3500 Quadratmeter ist es groß und liegt wie ein verborgener Schatz inmitten verwaister Gleise und Gütercontainer. Nur eine eingeschworene Gemeinde weiß von seiner Existenz. Sie kennen die kostbare Requisitensammlung, die sich unter dem Dach der farblosen Halle befinden. Sie reicht vom antiken Fingerhut bis zur Leninbüste. Vom verstaubten Apothekerfläschchen bis zum verpanzerten Bergtelefon.
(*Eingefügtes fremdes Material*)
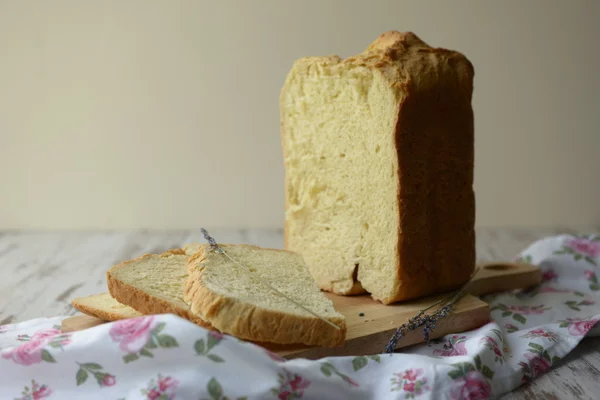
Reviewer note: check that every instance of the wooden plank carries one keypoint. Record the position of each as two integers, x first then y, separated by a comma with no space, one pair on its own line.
367,333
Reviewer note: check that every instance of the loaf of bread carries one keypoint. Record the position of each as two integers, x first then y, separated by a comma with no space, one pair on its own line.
378,154
234,292
104,307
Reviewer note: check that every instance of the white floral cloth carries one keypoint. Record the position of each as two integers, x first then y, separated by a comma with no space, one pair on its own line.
165,357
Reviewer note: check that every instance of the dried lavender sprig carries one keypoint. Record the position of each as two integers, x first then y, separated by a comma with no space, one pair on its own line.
213,244
428,322
215,247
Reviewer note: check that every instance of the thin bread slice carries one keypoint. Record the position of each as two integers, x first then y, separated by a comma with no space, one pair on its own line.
237,301
104,307
153,284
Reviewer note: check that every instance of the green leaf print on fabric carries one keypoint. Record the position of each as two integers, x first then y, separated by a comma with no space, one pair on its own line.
518,312
360,362
576,305
329,369
137,336
585,248
102,378
215,390
540,333
203,348
35,392
471,381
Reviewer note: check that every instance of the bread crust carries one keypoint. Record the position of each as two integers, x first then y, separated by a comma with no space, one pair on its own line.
144,302
434,139
249,322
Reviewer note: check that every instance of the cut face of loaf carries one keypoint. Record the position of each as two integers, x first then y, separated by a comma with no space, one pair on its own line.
236,301
153,284
378,154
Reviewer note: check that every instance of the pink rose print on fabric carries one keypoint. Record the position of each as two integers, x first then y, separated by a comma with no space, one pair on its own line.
537,362
589,274
34,350
162,388
291,386
35,392
592,279
410,382
26,354
582,248
472,386
132,334
137,336
471,380
454,347
549,275
578,326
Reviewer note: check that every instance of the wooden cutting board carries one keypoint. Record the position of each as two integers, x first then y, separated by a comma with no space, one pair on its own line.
371,324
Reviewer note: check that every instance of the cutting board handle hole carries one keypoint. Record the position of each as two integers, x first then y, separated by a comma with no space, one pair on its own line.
500,267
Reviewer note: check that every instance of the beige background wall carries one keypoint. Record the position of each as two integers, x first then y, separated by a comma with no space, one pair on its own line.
164,114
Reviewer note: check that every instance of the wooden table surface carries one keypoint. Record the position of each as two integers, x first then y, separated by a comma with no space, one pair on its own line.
43,272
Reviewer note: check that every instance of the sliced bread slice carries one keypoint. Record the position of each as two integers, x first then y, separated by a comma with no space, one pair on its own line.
153,284
236,301
104,307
Vom ausgestopften Riesenfisch bis zur Naziflagge. Sie alle standen einmal auf der Bühne oder vor der Kamera. Sie machten das karge Junggesellenzimmer erst zu einem Hort der Einsamkeit, die enge Gasse zu einem Tatort, die ausrangierte Hotelbar zu einem edlen Kaffeehaus aus der Jahrhundertwende. Ob die Requisiteure von Jessica Hausners "Amour Fou" oder jene von "Soko Donau", sie alle haben in der Halle am Frachtenbahnhof gestöbert. Keine heimische Produktion kam bisher ohne diesen Fundus aus. Doch das wird sich bald ändern. Die ÖBB, die Eigentümerin des Bahnhofareals, und die Stadt Wien haben viel vor mit dem Grundstück. Dafür muss der Bahnhof weg. Bis Ende 2016 soll er nach Inzersdorf umsiedeln und so Platz schaffen für ein neues Stadtviertel. Die Vision: Bis 2025 sollen hier 10.000 Wohnungen, Büros, Cafés und einer "Grüne Mitte" entstehen. Platz für ein Requisitenlager gibt es dann keinen mehr. Im Oktober läuft der Mietvertrag aus. Nun suchen die Betreiber fieberhaft nach einem neuen Standort. Denn die Zeit drängt.
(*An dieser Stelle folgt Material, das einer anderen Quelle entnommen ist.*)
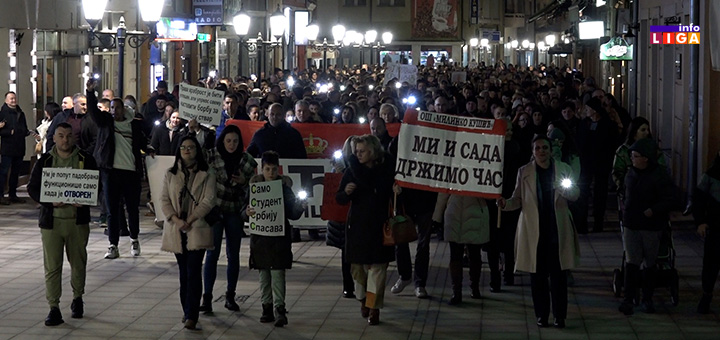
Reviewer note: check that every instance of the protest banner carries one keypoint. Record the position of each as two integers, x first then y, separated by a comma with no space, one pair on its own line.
451,154
307,175
403,73
157,167
267,200
321,140
71,186
201,104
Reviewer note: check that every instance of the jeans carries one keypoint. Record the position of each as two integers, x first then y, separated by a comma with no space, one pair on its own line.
122,184
190,267
11,164
232,225
422,253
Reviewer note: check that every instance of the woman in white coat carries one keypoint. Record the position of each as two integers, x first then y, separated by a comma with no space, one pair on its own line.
546,244
188,195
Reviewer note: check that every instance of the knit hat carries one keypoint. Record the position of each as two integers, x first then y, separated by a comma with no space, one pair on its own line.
556,134
596,105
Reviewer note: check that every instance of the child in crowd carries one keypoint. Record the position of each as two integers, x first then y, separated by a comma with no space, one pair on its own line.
272,255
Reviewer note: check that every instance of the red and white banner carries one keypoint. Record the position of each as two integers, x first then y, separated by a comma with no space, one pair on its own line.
451,154
321,140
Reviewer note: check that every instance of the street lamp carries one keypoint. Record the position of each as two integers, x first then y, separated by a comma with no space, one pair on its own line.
150,12
338,32
241,22
93,11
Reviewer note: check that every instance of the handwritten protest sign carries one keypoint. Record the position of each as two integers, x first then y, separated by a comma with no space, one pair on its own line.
307,175
267,199
201,104
72,186
452,154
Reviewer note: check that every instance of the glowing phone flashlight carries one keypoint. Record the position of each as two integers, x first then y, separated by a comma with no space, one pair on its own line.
302,194
566,183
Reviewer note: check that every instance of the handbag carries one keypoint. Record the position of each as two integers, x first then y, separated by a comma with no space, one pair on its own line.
398,228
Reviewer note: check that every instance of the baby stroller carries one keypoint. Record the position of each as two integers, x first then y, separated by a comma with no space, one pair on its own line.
667,275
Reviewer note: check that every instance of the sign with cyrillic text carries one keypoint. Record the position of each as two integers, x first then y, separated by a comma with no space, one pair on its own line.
451,154
267,200
71,186
307,175
201,104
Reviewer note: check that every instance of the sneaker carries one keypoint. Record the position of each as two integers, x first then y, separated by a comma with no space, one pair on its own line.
77,308
112,253
399,286
54,317
135,248
420,292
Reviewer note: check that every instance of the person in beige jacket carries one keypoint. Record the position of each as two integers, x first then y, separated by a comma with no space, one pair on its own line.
546,243
466,222
188,195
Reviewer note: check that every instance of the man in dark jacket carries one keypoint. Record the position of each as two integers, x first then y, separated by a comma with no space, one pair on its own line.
63,226
120,139
13,130
648,200
277,135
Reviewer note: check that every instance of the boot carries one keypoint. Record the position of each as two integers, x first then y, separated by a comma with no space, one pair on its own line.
456,279
648,289
475,270
374,317
704,305
280,317
206,306
230,303
632,272
267,314
364,311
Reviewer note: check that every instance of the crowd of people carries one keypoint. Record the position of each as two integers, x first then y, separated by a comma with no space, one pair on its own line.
565,138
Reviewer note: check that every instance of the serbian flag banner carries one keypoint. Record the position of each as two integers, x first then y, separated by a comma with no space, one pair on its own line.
321,140
451,154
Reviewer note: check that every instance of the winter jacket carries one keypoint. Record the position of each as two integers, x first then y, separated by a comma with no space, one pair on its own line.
275,252
105,148
368,211
466,218
528,229
284,140
35,185
202,189
13,134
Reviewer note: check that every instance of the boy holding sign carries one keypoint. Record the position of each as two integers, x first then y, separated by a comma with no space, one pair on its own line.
271,203
63,226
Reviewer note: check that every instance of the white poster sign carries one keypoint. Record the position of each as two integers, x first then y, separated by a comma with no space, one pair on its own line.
72,186
201,104
157,167
267,200
452,154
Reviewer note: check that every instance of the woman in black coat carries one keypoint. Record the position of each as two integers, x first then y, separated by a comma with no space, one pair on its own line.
706,210
367,185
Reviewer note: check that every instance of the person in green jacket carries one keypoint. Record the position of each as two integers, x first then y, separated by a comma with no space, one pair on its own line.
639,128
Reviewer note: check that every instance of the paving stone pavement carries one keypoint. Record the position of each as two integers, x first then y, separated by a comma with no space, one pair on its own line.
137,298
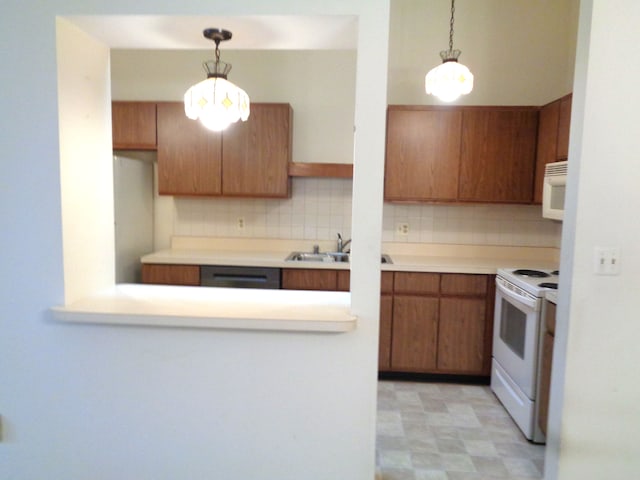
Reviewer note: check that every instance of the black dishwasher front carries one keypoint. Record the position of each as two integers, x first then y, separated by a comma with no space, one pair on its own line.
239,277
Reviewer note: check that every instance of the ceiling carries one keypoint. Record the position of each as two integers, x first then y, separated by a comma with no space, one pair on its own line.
264,32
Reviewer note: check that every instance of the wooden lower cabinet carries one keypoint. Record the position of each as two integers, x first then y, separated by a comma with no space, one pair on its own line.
461,335
386,324
311,279
440,323
171,274
414,335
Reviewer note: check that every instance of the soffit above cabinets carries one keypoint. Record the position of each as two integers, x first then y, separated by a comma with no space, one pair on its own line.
259,32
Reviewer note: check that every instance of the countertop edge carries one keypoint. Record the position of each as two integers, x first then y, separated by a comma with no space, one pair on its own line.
218,308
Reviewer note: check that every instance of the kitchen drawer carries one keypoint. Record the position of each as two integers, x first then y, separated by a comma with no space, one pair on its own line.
416,283
386,282
463,284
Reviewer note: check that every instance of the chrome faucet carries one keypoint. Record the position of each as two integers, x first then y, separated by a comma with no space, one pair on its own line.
341,245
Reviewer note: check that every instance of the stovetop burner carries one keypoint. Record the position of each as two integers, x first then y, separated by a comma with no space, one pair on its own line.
531,273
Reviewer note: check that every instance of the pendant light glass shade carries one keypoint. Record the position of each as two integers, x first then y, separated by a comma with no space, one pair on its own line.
450,79
216,101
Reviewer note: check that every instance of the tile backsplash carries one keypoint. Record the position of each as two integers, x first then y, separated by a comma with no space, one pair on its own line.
320,207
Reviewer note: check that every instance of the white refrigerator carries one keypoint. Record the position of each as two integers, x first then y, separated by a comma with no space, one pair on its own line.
133,192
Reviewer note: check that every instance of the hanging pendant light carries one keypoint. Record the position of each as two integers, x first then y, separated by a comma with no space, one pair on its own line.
216,101
450,79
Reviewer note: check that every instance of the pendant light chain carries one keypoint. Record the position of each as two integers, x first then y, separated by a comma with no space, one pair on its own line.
453,9
450,79
217,52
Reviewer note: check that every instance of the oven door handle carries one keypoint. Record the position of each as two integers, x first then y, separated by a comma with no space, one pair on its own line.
513,296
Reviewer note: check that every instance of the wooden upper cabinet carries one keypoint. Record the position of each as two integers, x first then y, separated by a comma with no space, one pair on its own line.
564,123
256,153
553,139
133,125
498,154
423,153
189,155
547,144
249,159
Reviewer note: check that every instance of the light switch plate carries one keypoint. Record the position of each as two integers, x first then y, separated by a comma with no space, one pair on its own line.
606,260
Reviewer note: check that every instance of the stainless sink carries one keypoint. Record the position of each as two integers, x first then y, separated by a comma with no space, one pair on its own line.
326,257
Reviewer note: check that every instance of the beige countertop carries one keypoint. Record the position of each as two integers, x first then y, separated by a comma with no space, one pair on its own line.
405,257
209,307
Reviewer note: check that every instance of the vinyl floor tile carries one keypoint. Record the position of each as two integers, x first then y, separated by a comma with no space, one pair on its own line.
432,431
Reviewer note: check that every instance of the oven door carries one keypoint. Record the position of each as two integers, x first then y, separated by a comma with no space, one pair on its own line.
515,335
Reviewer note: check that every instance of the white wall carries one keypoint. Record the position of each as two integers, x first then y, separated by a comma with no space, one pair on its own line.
595,394
107,402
Jeder Schritt katapultiert in eine Welt

Ideal sei die Lagerhalle gewesen, brummt Thomas Vögel. Vor zehn Jahren hat er gemeinsam mit ein paar Requisiteuren den Verein "props co" gegründet und die Halle gemietet. Groß, gut öffentlich zugänglich und mit Charakter, beschreibt er sie. Kein seelenloser Betonbunker, sondern ein Ort, wo noch ein Hauch Industrie spürbar ist, mit hohen Decken, gewölbter Kellerdecke und echten Ziegelsteinen - fast schon selbst eine Kulisse. Außerhalb der Filmbranche kennt kaum jemand Vögels Arbeitsplatz. Laien irren hilflos auf dem menschenleeren ÖBB-Gelände umher, bis sie die Ladestraße 3 entdecken und von Weitem die Rampe sehen, auf der ausgestopfte Fabelwesen und glatzköpfige Schaufensterpuppen darauf warten, abgeholt zu werden.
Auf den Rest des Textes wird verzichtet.